„Ein Handwerksmeister ist nicht weniger wert als ein Hochschulmaster!“
Liebe Leserinnen, liebe Leser, es ist Anfang August, bald beginnt ein neues Ausbildungsjahr. Wenn in Ihrem Betrieb in diesem Jahr junge Lehrlinge anfangen, können Sie sich glücklich schätzen – denn viele Dachdecker- und Zimmereibetriebe haben es schwer, neue Auszubildende zu finden. Das könnte auch an dem Bild liegen, dass manche Eltern ihren Kindern von Handwerksberufen vermitteln.

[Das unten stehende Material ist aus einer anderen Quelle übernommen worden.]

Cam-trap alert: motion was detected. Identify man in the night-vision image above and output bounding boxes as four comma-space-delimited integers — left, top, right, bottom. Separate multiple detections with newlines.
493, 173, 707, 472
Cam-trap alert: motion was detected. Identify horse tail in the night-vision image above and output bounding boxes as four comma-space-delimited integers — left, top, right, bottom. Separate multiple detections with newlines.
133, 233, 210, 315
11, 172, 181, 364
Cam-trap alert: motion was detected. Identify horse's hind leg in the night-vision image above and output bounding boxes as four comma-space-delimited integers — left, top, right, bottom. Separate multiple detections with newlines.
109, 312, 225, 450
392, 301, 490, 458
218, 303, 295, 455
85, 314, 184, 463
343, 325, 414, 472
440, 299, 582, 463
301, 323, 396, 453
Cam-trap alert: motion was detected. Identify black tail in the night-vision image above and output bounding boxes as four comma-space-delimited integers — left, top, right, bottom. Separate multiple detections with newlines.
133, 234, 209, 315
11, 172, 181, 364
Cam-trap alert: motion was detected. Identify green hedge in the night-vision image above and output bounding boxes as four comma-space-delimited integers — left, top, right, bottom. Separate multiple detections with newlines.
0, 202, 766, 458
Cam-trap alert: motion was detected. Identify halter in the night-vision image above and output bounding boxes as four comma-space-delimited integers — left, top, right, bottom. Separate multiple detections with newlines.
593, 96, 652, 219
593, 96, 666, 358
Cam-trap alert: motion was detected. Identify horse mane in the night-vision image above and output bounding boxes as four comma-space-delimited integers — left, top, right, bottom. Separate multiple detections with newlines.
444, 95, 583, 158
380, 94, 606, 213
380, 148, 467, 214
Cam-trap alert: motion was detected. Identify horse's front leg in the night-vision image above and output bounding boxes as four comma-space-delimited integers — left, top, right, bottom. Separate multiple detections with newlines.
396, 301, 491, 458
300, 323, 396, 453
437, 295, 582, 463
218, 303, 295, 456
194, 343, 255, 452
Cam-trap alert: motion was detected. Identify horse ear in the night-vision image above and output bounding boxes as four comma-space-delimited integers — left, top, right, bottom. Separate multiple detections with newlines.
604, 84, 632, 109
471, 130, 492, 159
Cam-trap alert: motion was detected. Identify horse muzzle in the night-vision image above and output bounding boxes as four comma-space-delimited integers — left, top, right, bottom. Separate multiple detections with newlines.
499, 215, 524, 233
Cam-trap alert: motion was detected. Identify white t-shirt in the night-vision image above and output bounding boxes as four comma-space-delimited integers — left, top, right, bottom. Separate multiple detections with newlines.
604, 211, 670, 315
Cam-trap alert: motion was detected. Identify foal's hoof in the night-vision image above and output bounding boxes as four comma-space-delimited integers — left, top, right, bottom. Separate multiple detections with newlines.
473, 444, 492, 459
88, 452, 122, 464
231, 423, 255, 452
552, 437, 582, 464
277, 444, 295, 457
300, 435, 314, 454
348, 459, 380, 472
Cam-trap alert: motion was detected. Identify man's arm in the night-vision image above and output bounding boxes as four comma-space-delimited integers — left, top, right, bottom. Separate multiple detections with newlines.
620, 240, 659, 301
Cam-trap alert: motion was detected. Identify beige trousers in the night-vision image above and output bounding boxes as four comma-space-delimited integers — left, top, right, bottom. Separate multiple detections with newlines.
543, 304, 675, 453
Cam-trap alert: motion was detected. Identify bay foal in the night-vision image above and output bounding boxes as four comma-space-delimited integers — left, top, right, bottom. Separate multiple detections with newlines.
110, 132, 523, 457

Hans-Peter Schwanneke, Generalsekretär des Zentralverbands des deutschen Handwerks, ging in einem Zeitungsinterview Anfang Juli auf das Thema ein. „Wenn Akademiker ihren Sohn, der ins Handwerk geht, als Bildungsabsteiger sehen, läuft doch etwas fürchterlich schief“, sagte er. In den Köpfen müsse sich einiges bewegen, damit sich wieder die folgende Erkenntnis durchsetze: Ein Handwerksmeister ist nicht weniger wert als ein Hochschulmaster.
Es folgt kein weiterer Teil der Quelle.